Ontology Evolution in Oil and Gas
Ontology evolution is one of the main issues that Ontology users face today. The issues include lack of communication between offshore and onshore staff in the development and evolving ontology in oil and gas domain. Additionally, a lot of work for ontology engineers involves updating the ontology manually. The process of evolving the ontology requires work from the domain experts. There has not been a cost effective communication method to discuss and agree upon the changes. In this project, the use of a lightweight community-driven approach is developed in order to enhance the communication on the ontology evolution. This will enable a more efficient and effective method to communicate and take decisions in a better way.
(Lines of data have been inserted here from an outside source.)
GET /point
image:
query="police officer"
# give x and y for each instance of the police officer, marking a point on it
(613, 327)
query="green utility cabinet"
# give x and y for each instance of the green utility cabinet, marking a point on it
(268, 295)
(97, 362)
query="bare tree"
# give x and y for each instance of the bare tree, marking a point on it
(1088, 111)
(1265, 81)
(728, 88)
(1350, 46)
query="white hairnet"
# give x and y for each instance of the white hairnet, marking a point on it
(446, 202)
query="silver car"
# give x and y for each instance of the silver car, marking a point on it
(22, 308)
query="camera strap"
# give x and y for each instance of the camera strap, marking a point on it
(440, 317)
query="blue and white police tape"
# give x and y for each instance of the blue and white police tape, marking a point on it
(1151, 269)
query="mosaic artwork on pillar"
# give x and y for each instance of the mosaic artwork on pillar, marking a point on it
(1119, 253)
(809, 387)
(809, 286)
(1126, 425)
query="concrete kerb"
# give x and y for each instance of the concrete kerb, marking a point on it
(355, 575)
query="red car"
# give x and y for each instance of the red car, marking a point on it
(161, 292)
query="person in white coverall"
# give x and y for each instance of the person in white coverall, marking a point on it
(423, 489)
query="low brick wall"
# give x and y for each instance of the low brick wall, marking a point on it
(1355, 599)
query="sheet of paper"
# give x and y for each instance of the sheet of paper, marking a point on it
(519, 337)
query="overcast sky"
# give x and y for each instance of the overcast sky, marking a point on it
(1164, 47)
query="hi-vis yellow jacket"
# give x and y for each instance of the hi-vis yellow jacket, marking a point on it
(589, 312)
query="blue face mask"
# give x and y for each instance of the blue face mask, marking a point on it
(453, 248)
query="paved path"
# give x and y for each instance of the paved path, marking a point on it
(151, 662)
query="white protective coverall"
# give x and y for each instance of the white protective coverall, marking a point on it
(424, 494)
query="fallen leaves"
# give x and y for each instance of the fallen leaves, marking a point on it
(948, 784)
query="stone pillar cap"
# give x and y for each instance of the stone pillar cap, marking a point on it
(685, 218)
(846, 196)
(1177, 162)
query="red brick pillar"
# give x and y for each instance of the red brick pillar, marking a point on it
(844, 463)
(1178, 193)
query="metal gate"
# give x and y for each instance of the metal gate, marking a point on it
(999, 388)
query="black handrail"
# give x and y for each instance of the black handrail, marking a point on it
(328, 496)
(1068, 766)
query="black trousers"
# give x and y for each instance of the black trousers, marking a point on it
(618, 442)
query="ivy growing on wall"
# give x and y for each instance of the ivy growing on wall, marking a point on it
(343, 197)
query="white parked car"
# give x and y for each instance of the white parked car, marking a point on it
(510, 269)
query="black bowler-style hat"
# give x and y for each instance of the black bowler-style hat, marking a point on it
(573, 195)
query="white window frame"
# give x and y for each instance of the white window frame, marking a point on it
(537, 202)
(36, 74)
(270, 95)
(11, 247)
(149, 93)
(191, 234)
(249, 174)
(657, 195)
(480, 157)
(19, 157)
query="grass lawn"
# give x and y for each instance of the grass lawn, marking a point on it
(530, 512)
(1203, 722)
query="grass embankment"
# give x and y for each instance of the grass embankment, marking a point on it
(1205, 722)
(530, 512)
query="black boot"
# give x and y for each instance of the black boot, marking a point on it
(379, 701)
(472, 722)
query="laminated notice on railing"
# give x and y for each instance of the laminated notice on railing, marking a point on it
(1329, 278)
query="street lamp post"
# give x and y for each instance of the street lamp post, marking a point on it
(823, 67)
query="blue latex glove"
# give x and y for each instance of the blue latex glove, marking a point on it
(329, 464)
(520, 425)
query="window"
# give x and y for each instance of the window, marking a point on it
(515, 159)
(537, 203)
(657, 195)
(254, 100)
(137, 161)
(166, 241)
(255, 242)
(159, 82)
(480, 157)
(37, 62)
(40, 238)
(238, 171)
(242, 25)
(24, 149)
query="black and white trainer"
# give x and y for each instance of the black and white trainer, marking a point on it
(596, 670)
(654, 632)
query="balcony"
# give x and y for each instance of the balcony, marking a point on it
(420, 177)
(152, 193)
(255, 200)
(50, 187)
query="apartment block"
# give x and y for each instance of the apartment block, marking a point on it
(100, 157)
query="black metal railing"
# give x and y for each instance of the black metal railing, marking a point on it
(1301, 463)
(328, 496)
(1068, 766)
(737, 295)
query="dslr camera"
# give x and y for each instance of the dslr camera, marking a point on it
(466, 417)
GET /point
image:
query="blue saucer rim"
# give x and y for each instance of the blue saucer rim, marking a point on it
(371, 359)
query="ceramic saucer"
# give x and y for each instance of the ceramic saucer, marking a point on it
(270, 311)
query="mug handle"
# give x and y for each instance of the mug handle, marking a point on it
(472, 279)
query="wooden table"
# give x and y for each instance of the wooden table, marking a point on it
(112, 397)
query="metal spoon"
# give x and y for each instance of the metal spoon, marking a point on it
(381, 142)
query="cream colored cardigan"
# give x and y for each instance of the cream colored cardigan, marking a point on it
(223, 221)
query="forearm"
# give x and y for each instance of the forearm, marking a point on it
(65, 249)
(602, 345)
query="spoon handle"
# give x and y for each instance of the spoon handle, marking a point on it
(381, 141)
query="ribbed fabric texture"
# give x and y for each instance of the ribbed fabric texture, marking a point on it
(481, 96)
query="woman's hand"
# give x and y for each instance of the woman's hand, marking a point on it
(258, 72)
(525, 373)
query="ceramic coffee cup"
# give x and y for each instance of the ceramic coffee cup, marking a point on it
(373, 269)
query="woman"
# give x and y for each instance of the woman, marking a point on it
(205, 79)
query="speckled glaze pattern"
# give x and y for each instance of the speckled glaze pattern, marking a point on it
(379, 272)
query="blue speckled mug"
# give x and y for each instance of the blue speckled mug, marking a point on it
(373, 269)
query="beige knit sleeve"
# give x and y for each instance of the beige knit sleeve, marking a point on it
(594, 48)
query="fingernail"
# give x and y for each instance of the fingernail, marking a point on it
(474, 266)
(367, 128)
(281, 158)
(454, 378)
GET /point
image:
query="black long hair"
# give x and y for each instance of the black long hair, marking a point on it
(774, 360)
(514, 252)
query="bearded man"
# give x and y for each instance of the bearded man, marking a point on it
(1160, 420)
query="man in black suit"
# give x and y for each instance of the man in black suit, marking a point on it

Ontology based Knowledge Sharing Measurement
Ontology provides a shared semantically domain knowledge in a declarative formalism. It specifies consensual knowledge accepted by a community. However meaning and understanding of concepts in ontologies vary in different communities. Determining the semantic similarity or difference of two ontologies is vital to knowledge transferability. How ontology similarity relates to efficiency of knowledge transferability is focused. Complexity of the different knowledge between the two ontologies is fundamental to knowledge sharing. Sharing of knowledge will be efficient and effective if knowledge senders and knowledge receivers having similar understanding of concepts in ontologies and/or the new knowledge is not complicated. In this project two key variables of knowledge sharing i.e. transferability and complexity and how the two variables relate to efficiency of knowledge sharing are focused. A numeric measurement of the transferability between two ontologies is projected. As well as numeric measurement of the complexity of the ontology difference is projected.